For many projects I have worked on over the years, embedded systems, safety critical systems, etc, the last three cases would have been considered unacceptably bad design or implementation and rejected immediately.
If you don't know the scope, be that actual syntactic scope in the language or where your data is via some smart pointer, and where it is no longer required to exist then you are opening up to memory leaks and or dangling pointers.
If you don't know the size you are opening yourself up to stack overflow or memory exhaustion.

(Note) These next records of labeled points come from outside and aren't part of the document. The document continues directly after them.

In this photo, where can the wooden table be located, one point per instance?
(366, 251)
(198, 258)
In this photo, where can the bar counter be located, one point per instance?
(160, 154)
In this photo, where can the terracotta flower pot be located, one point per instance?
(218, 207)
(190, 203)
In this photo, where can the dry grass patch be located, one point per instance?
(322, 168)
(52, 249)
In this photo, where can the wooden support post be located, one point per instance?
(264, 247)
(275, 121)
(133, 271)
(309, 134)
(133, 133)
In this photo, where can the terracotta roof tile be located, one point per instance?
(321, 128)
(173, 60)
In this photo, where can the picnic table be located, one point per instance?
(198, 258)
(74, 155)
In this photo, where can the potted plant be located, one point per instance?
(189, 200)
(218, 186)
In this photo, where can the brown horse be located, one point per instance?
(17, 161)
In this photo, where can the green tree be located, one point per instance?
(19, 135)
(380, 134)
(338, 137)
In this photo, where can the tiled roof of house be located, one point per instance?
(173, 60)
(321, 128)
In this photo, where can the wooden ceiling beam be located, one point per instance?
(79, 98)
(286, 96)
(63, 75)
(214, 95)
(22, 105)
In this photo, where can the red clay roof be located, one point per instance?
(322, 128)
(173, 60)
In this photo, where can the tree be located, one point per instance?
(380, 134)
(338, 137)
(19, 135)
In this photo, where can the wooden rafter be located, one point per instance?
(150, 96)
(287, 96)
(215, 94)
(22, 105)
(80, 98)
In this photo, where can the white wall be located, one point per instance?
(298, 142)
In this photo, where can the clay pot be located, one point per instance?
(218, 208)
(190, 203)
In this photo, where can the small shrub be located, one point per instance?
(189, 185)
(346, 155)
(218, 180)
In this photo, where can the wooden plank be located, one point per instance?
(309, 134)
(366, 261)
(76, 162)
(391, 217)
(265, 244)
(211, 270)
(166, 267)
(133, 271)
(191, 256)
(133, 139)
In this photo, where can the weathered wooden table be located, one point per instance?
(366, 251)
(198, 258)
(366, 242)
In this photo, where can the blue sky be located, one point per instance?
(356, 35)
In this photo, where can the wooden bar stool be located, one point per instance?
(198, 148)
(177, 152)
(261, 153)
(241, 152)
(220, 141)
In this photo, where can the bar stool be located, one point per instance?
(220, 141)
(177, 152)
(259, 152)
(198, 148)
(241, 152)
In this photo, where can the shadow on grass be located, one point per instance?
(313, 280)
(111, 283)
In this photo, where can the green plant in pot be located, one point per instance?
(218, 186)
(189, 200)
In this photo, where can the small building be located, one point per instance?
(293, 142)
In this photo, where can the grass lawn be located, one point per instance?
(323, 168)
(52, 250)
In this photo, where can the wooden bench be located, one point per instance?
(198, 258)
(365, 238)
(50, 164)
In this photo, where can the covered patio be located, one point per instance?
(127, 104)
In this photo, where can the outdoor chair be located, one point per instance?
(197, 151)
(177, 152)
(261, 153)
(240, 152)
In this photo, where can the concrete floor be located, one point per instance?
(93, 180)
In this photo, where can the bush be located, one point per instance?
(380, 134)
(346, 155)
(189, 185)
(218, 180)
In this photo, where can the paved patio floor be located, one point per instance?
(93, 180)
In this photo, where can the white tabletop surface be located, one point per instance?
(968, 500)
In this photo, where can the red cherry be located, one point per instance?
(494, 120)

Now, as you correctly imply, many programmers in many situations, "don't know of care to figure out" these things. They assume they have infinite stack and heap. They assume that if there is a problem with either it's not a big deal, the OS will kill it, the OS or user will restart it. It does not happen so often as to have to worry about it, right?
Kind of appalling really.
Last week one of our servers in the cloud when down. Could not even log in. Turned out my colleague, a Python head, had a Python service running there for many weeks just fine. Until one day it decided to eat all memory and fill up temp file space. He is still trying to find out where and why that might happen.
To your question:
Rust works like pretty much every other language in common use.
If data only comes into existence in a function and is only needed in that function then it is local variables or perhaps passed in as a parameter. All happening on the stack.
If data needs to live longer than a function, or function call chain if passing reference down, then it needs to be allocated on the heap. Rust has "smart pointers" like Rc and Arc to take care of that. Or just "move" ownership around.
Except if "local data" is actually going to be huge put it on the heap so as not to blow the stack space.